Under the proviso to Section 25, offences punishable with imprisonment not exceeding two years are tried under Chapter XXI (Sections 260 to 265 CrPC). This covers consumption under Section 8(a), licensee breaches under Section 8(c), and the residuary offence under Section 11. Graver offences such as arrack production under Section 8(e) or large-quantity liquor offences under Section 8(b)(ii) follow regular procedure.
Are all offences under the Act cognizable and non-bailable?
All offences are cognizable by virtue of Section 25's non-obstante clause. They are not, however, all non-bailable. Section 11-A imposes a targeted bail restriction only for the serious Section 8(b)(i) to (iii) and 8(e) offences — bail there requires hearing the prosecuting officer and a reasoned order. Lesser offences attract ordinary CrPC bail principles.

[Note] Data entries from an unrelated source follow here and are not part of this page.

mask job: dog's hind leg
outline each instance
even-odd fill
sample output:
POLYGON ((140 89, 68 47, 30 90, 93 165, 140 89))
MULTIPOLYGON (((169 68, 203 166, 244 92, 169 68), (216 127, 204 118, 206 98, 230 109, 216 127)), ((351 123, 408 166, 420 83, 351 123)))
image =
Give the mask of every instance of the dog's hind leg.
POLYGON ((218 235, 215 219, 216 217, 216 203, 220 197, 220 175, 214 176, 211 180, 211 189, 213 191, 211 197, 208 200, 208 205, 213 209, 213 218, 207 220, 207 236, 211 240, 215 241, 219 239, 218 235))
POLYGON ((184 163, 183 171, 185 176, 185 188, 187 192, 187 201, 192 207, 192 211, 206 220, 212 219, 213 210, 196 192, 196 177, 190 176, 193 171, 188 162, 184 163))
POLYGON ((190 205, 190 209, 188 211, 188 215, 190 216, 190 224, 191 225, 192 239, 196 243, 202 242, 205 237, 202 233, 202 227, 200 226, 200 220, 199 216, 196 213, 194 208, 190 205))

Is a confession to a Prohibition and Excise Officer admissible?
Generally yes. Although Section 24 deems such an officer an officer-in-charge of a police station for investigation, he is not a "police officer" under Section 25 of the Evidence Act. State of Punjab v. Barkat Ram, AIR 1962 SC 276, and Raj Kumar Karwal v. Union of India, (1990) 2 SCC 409, hold that officers under special Acts who cannot file a Section 173 CrPC report are not police officers, so confessions to them are not barred.
How does the confiscation procedure differ from the criminal trial?
They run in parallel. Under Section 13 the Deputy Commissioner may confiscate seized property "whether or not a prosecution is instituted," exercising civil-court powers, after a show-cause notice under Section 13-A, with appeal to the Commissioner under Section 13-C. Section 13-D makes the criminal verdict irrelevant to the confiscation order, and Section 13-E ousts the criminal court from the release question.
Can a prohibition offence be settled without trial?
Yes, by compounding under Section 11-B. The Collector or an empowered officer may accept a prescribed sum (not exceeding the maximum fine) for specified minor offences under Sections 8 and 9. On payment, no criminal proceedings continue and acceptance is "deemed to amount to an acquittal" — though contraband liquor is not released and serious clause (b) offences need the Commissioner's prior approval.